So I have not been one bit excited to write about guilt and shame. I thought about avoiding it all together and moving on to the good emotions but I know that doesn’t serve anyone.
I am having a hard time with these because when I write about emotions I take time to really feel them. And these seem really hard to feel because they don’t feel good at all.
I actually want to avoid them all together. I think that is telling me something (haha).
Guilt arises when we feel like we have done something wrong. It is usually attached to a behavior. The great thing about guilt is that if we feel it and listen to it we can learn from it by not doing that behavior again. Easier said than done of course however if we REALLY felt it and listened to that feeling, we would probably want to avoid it because it doesn’t feel good.
And if we continue the behavior it turns into shame. And shame can be detrimental to our life. As soon as you feel shame, which feels deeper than guilt it is definitely information to stop doing the behavior that is causing you to feel that way.
Just as deep anger turns to hate, guilt turns to shame and can cause us to go into a downward spiral.
You can stop guilt from turning into shame by stopping the behavior that is causing you guilt.
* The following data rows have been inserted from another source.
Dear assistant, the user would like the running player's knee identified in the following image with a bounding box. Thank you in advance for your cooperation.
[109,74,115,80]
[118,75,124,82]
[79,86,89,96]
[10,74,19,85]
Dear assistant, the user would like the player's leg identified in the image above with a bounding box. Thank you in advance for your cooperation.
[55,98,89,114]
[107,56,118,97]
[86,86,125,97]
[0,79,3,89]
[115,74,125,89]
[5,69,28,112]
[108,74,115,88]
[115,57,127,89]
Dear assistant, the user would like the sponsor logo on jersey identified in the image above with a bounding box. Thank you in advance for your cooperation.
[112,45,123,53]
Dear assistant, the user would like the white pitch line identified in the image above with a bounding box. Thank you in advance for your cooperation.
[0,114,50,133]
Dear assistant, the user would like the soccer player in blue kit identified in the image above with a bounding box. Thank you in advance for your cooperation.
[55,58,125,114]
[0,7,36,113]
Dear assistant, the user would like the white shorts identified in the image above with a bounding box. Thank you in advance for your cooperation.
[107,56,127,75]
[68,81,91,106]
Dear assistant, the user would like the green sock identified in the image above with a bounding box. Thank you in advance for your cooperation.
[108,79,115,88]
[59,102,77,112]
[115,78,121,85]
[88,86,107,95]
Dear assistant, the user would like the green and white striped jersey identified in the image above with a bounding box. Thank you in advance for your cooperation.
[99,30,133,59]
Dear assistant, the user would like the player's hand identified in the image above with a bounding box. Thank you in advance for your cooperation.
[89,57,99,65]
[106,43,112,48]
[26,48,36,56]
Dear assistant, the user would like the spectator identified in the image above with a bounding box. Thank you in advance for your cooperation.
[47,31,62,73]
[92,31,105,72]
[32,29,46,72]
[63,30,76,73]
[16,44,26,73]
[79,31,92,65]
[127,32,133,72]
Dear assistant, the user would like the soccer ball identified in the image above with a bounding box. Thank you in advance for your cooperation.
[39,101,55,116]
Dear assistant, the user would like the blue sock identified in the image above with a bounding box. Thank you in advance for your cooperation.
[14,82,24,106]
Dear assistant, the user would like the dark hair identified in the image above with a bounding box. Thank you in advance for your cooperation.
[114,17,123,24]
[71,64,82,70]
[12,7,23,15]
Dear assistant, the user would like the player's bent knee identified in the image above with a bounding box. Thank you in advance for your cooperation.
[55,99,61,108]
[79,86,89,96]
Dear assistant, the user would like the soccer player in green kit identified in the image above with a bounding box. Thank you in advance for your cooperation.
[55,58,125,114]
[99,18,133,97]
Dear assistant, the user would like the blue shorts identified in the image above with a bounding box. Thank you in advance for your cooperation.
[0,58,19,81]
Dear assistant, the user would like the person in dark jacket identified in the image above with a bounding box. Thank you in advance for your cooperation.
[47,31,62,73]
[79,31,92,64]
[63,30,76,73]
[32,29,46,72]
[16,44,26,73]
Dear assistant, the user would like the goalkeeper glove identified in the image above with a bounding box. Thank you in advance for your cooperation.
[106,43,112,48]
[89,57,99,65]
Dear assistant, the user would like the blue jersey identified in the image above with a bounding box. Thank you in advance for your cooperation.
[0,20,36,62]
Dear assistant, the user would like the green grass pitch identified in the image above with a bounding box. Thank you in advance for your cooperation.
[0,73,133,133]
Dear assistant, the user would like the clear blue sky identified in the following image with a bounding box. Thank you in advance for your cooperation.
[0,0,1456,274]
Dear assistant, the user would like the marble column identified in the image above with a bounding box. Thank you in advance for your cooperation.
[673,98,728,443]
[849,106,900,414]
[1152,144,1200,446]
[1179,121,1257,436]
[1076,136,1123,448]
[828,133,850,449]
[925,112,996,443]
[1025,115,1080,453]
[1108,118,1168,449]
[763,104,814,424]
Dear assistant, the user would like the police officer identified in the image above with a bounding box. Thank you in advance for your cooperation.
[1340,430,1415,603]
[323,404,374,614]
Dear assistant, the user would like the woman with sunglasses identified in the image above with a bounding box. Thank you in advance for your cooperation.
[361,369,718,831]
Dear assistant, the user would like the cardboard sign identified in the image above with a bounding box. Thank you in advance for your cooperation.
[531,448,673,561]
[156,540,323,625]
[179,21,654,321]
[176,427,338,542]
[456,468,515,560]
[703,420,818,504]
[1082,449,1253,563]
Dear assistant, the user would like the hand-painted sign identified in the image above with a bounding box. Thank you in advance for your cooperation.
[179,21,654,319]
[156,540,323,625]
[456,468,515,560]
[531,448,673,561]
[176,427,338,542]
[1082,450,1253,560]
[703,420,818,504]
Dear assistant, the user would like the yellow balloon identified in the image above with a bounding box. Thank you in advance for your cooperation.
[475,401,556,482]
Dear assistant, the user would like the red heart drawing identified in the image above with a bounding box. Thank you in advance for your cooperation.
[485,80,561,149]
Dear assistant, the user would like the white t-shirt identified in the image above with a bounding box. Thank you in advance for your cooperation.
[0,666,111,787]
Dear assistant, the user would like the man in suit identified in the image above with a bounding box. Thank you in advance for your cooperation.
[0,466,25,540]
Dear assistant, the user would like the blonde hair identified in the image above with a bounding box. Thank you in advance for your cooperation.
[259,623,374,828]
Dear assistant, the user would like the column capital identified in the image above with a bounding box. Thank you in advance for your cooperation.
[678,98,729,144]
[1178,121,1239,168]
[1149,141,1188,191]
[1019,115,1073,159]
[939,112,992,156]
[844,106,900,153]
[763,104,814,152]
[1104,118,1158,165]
If you feel guilty about a one time experience, let it go. There is no need to hold onto guilt. It turns to shame when it is a repeated behavior. For example you may feel guilty when you eat a certain food or you eat too much food. This is one that can easily turn to shame because it is a repeated behavior.
Sometimes we can feel guilty for creating boundaries. We say we feel guilty for saying no to a friend or family member. This is not guilt.
This is only a projection of how we think another might be feeling based on our own decisions. Our friend or family member may feel sad or angry or frustrated if we say no however that is not our emotion. In actuality when we say no, the feeling is relief.
And feeling our own happiness can feel like guilt when we perceive others having a negative emotional response to our behavior.
This is only confusion. It is not ours to take on. It is important not to take on another’s emotion. It’s okay to notice it and take it as information but so-called guilt about how another is feeling is not guilt, it’s confusion.